To do this, simply begin to meditate as you would any other time, but be sure to keep your breathing mindful. As you feel your body relax, and your mind becoming calm, begin to observe your thoughts and the external stimuli around you. Whether you’re distracted by a
sound, smell, the wind blowing against you, or anything else, notice that distraction without analysis or judgement.

After a while, you’ll notice the external stimuli is less distracting because you’ve become more accepting of it. The goal is to reach a point where you can accept the present moment for what it is; allowing your mind to clear itself.

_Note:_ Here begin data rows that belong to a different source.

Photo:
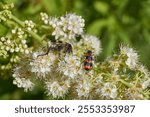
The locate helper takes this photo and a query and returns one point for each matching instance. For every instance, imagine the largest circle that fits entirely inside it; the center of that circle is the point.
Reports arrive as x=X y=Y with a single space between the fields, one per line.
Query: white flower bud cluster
x=63 y=73
x=68 y=26
x=90 y=42
x=21 y=78
x=57 y=89
x=8 y=6
x=18 y=32
x=13 y=46
x=29 y=25
x=42 y=65
x=44 y=18
x=132 y=57
x=5 y=15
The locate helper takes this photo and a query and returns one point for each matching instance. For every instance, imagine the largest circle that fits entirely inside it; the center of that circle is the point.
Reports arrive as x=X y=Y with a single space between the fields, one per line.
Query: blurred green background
x=113 y=21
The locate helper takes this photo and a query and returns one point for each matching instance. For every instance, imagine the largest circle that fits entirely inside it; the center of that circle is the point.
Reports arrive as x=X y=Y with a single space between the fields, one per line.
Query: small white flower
x=42 y=65
x=68 y=26
x=55 y=89
x=109 y=90
x=132 y=57
x=44 y=18
x=70 y=66
x=23 y=83
x=146 y=84
x=92 y=43
x=84 y=88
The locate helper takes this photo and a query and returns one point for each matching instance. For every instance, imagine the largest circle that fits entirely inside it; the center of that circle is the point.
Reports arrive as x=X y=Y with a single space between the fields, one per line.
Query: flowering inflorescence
x=60 y=67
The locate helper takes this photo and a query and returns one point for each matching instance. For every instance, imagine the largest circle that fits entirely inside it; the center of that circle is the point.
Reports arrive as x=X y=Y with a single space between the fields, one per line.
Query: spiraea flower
x=67 y=26
x=83 y=88
x=29 y=25
x=44 y=18
x=70 y=66
x=91 y=42
x=69 y=69
x=24 y=83
x=57 y=89
x=21 y=77
x=42 y=65
x=109 y=91
x=132 y=56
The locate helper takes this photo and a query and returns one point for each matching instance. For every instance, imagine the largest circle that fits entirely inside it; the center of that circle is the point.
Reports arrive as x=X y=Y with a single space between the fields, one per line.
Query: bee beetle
x=59 y=47
x=88 y=62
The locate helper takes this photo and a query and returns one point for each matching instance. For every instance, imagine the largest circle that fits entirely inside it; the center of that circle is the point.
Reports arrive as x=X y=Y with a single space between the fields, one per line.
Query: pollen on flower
x=70 y=66
x=84 y=88
x=24 y=83
x=67 y=26
x=92 y=43
x=109 y=91
x=42 y=65
x=57 y=89
x=132 y=56
x=21 y=78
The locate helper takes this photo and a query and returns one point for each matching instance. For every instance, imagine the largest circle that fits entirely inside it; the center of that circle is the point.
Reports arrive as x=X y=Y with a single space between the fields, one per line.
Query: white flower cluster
x=18 y=32
x=109 y=90
x=44 y=18
x=42 y=65
x=56 y=89
x=70 y=66
x=29 y=25
x=13 y=46
x=23 y=83
x=84 y=88
x=90 y=42
x=68 y=26
x=63 y=69
x=21 y=80
x=132 y=57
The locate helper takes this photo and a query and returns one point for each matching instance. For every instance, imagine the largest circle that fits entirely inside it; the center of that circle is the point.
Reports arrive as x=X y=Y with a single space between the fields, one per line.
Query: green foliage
x=114 y=21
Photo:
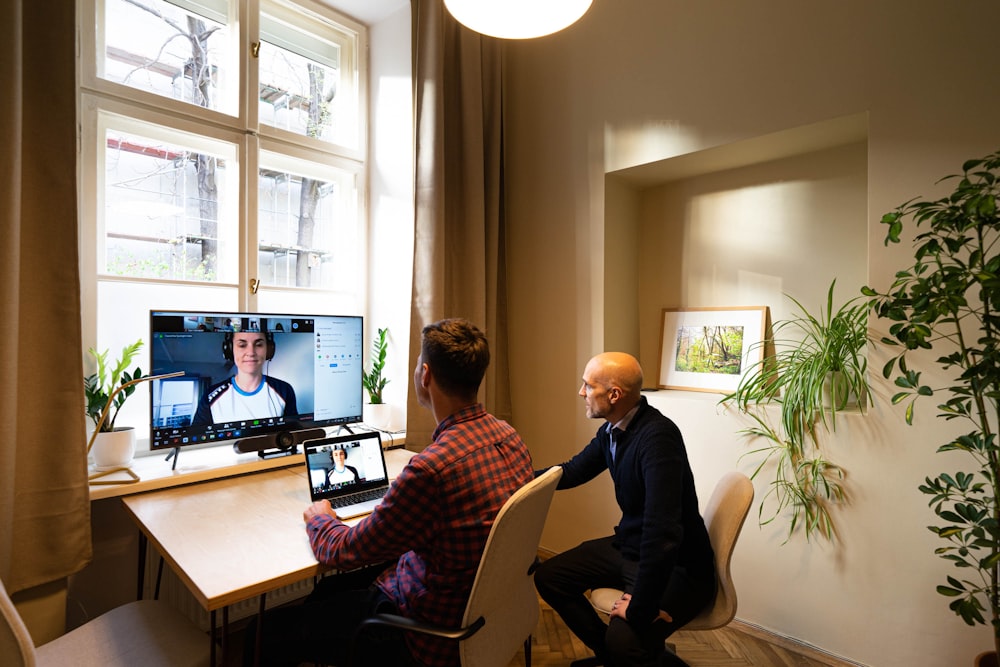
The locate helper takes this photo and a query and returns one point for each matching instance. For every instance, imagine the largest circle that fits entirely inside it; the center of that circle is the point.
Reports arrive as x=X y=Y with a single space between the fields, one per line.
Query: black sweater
x=661 y=525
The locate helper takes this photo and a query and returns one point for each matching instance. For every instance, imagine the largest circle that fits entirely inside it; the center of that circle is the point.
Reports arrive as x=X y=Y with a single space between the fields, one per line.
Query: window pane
x=307 y=229
x=303 y=85
x=161 y=48
x=167 y=210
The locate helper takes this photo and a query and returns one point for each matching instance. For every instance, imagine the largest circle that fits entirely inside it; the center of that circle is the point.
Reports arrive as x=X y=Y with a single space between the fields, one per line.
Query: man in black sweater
x=660 y=554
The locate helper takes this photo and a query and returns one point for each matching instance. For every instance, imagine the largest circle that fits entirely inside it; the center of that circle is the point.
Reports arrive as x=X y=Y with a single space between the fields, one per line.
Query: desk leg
x=141 y=573
x=260 y=630
x=225 y=635
x=211 y=639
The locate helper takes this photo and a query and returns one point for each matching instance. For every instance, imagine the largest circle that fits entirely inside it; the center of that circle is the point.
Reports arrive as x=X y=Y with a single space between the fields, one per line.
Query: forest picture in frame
x=710 y=349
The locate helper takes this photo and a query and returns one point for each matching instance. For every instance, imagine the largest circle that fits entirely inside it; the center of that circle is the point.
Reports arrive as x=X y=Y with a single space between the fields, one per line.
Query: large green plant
x=947 y=299
x=814 y=366
x=372 y=379
x=100 y=385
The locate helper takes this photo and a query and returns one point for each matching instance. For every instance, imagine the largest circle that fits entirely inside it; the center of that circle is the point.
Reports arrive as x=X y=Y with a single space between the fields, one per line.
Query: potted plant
x=106 y=391
x=374 y=382
x=813 y=368
x=947 y=300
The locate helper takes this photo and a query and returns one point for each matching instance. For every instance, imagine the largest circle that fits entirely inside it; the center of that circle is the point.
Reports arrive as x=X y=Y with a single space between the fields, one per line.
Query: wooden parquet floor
x=736 y=645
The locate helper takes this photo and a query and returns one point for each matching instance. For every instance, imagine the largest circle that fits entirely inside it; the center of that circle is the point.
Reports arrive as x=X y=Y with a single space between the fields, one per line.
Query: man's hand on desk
x=318 y=508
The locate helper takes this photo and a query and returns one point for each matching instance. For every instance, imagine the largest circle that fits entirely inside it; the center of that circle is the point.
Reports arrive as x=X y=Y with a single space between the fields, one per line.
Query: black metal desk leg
x=211 y=639
x=141 y=574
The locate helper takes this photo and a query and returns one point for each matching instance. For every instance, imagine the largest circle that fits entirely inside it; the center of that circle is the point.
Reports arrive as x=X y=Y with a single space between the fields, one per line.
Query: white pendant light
x=517 y=19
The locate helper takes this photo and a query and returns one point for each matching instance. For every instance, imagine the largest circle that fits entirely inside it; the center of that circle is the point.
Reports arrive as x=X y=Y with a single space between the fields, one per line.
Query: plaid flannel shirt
x=434 y=520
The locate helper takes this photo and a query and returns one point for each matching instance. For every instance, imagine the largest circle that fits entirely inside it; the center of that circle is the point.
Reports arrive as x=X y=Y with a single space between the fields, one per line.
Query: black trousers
x=321 y=629
x=562 y=580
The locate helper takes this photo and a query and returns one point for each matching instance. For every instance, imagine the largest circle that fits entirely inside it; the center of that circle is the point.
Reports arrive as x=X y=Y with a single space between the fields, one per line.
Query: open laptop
x=348 y=470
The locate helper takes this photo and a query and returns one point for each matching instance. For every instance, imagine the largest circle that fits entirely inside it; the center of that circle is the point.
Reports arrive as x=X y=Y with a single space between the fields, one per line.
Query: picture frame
x=685 y=361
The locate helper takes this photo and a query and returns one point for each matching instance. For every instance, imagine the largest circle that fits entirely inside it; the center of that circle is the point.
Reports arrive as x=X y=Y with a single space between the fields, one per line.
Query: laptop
x=348 y=470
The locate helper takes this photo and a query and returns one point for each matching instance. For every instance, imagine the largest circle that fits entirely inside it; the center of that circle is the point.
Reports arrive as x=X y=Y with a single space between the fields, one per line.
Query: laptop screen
x=345 y=464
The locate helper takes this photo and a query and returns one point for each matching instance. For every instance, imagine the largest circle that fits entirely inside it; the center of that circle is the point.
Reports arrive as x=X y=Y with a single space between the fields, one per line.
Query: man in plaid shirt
x=418 y=552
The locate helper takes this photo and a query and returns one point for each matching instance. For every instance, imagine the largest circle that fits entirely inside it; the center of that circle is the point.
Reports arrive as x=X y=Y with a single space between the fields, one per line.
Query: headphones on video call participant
x=227 y=345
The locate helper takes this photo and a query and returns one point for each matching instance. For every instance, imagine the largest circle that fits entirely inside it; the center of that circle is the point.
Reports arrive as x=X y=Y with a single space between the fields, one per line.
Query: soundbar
x=273 y=444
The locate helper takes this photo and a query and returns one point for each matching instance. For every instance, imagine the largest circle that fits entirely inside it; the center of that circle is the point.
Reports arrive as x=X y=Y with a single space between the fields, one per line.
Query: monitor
x=252 y=377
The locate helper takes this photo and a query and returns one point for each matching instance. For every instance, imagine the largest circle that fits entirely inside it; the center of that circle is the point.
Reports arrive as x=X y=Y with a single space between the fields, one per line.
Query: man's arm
x=585 y=466
x=396 y=526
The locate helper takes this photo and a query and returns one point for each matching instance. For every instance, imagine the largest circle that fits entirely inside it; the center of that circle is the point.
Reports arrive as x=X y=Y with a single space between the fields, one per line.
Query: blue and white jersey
x=226 y=402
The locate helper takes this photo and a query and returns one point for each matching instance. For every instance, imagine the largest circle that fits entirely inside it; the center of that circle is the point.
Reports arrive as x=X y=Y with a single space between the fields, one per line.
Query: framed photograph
x=710 y=349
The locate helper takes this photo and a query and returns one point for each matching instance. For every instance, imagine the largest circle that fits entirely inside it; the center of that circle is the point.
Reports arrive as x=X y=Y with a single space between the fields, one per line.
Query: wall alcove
x=740 y=224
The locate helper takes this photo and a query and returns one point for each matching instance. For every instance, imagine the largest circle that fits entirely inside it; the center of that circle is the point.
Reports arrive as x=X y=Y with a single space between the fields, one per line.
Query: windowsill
x=199 y=465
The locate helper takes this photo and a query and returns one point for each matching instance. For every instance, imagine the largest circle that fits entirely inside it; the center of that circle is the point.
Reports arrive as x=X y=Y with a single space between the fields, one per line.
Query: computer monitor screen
x=251 y=374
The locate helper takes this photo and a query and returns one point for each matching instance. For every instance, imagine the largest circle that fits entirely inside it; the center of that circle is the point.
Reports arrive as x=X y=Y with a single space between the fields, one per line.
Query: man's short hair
x=457 y=353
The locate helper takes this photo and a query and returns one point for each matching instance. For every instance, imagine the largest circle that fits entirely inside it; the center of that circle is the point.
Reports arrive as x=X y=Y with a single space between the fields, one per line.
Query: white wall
x=391 y=200
x=642 y=80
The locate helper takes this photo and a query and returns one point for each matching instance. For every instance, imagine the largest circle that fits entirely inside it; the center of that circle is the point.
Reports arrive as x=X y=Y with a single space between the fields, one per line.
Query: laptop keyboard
x=373 y=494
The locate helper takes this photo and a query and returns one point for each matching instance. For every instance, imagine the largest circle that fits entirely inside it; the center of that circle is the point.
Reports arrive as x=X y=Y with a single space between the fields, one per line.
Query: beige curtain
x=459 y=247
x=44 y=504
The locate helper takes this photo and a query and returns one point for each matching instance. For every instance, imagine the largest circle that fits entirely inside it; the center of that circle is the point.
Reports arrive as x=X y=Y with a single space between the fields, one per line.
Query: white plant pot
x=114 y=449
x=378 y=415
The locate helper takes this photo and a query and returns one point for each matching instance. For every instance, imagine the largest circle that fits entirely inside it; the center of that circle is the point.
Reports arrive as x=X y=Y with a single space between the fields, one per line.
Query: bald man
x=659 y=554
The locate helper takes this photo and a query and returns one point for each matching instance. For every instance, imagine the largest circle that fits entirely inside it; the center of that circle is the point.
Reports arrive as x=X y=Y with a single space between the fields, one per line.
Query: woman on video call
x=249 y=394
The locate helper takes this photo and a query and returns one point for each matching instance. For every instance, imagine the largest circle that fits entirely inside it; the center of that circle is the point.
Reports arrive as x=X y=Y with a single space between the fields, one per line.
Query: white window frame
x=99 y=96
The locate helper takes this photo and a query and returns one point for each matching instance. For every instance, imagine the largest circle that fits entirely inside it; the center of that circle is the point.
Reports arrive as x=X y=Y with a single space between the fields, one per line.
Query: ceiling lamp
x=517 y=19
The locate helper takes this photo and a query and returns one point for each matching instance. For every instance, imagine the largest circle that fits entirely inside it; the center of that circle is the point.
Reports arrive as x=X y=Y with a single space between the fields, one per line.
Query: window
x=222 y=162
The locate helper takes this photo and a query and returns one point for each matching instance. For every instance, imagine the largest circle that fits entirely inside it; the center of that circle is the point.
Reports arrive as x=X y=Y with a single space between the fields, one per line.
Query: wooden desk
x=233 y=539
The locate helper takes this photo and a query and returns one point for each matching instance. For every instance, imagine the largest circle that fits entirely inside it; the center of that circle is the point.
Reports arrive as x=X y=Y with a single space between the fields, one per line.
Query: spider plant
x=816 y=368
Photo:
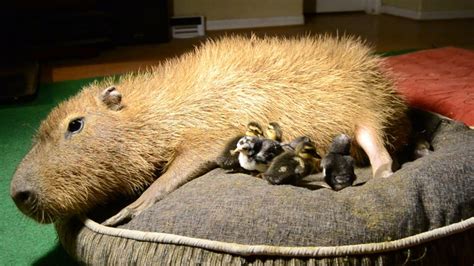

If you’re in public, and would like to remain safe while doing a meditation – use the Lion’s Prayer technique (eyes half open, half closed to remain aware of your surroundings).

2: Focus Your Attention

Now that the mind is clear we can begin to focus. We do this with focused attention meditation, the best form of which is Samatha meditation technique.

This is where you focus all your attention on one object; be it your breath, a mantra, part of your body, etc.  

To do this, decide on a specific object before you start meditating. Once you begin, use the object almost as a pole to tether your thoughts to. Certain thoughts or sounds may arise, but allow your thoughts to circle back to the object you are tethered to.

After a while, you will notice the external distractions are reduced and you can clear your mind. More importantly, it will become easier to understand why those unwanted thoughts seem to “pop up” or “pass by” without our control. This level of focus makes it easier to influence your thoughts, so don’t be afraid to use this technique to explore your mind as well.

3: Explore Your Mind With Vipassana

Now we can get to really exploring the mind.

When we talk about “exploring the mind”, what we are really meaning is to examine the different psychological pehnomen like thoughts and feelings, and to investigate the way we think and feel about certain things.

To do this, we practise Vipassana meditation but with a twist.

When we normally do Vipassana we simply focus on the breath and then label the thoughts and feelings that arise. This is a good elementary way of exploring the mind. It reveals to us how thoughts and feelings rise and fall. You get to learn about the nature of mental phenomena—which is entirely why Buddha taught this technique in the first place.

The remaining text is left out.